The law is the law. It remains the law in good budget times and bad. It remains the law whether you agree or disagree with the behavior or the individuals and corporations.

The representatives of the Catholic Church can demonize me all they want. I know we are on the right side of the law.

12 thoughts on “Angels and Demonizing”

  1. Thanks for all of your hard work on this issue. Considering so many valuable City social services to the poor are being adversely affected by the budget, I would hope that the Catholic Church would choose to pay it’s fair share.  

  2. It’s pretty absurd when a religious organization insists that it is being persecuted because it is being subjected to the same laws that apply to everyone else.  Maybe the church thinks that it is above the law, but I’m glad that my city’s Assessor/Recorder does not agree with them.  

    Keep up the good work, Phil!

  3. I feel this section from SFGate really sums up the situation:

    Ting, however, compared the practice to a private business creating a limited liability company or corporation in order to protect owners from bankruptcy or other legal judgments. He said the move is completely legal but that the church cannot have the asset protection and also escape the tax bill.

    “They claim this is a mere reorganization, but those are usually cosmetic – a company changing its name but the owners all staying the same,” Ting said. “This is not the situation. They have a different set of board of directors, members, controls. In our opinion, this isn't just a change – these are separate legal organizations.

    “I don't care what their motivation is, but if they want separate legal entities they have achieved it and by achieving it they also owe the city and county of San Francisco a transfer tax,” he said.

     The logic of this situation boils down to a simple if/then statement: IF the “transferred assets” are now considered to be separate from the rest of the Archdiocese's assets for potential lawsuit applications, THEN the Archdiocese owes taxes based upon those assets.  Claiming that your organization's laws supercede those of the state in which that organization operates is no more a valid arguement than claiming that the bylaws of the California Association of Cannibalism (CAC) allow the CAC to murder and rotisserie whosoever they like.  Similarly, saying a person should not be allowed to do their job (such as collecting taxes owed) because that person might be predisposed towards a given philosophy, a brand of politics, or actually doing their job is a bit of a logical fallacy, as well. Perhaps if the church would prefer to NOT sell properties to pay for lawsuit damages, they would be wiser to avoid creating an environment in which the actions that lead to lawsuits can be performed.
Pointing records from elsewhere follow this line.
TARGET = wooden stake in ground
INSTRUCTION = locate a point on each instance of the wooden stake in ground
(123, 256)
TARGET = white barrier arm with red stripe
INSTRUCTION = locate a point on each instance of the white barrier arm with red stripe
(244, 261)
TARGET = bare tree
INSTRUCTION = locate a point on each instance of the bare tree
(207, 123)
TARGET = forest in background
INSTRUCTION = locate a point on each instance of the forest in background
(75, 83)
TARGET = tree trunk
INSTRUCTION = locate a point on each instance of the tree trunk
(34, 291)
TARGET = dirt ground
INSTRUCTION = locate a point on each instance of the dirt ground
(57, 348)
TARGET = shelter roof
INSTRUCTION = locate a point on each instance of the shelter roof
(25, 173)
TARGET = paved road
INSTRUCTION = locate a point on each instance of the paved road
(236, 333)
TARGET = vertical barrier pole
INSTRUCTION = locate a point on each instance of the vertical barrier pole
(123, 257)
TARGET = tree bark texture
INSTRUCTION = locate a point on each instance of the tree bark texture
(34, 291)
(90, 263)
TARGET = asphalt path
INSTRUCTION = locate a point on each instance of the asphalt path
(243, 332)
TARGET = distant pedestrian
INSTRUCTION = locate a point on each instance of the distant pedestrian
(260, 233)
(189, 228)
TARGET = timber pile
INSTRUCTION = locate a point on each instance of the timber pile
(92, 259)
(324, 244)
  4. California Constitution, Article XIII, Section 3(f) exempts from taxation buildings, lands, and equipment used for religious purposes.  What exactly was transferred that makes this “transfer” subject to taxation?  The reason I put the word “transfer” in quotes is that the diary does not seem to tell us exactly what was transferred.  The diary reports that “property” was transferred.  What type of property?

    Please fill us in.

  5. Indeed, what we’re talking about here has nothing to do with annual property tax – the Church remains exempted from having to pay annual property tax under the state of California Revenue and Taxation Code.  And they also remain exempted from the IRS federal income tax due to their 501(c)3 non-profit status.  These taxes are entirely different from transfer tax which is a one-time, local tax.  Under San Francisco’s Real Property Transfer Tax Ordinance, the 232 properties transferred in this case, which includes vacant lots, parking lots, commercial buildings, parishes and schools, were not exempted.  The imposition of San Francisco’s local transfer tax has no effect on the church’s current standing with property tax or federal 501(c)3 non-profit exempt status.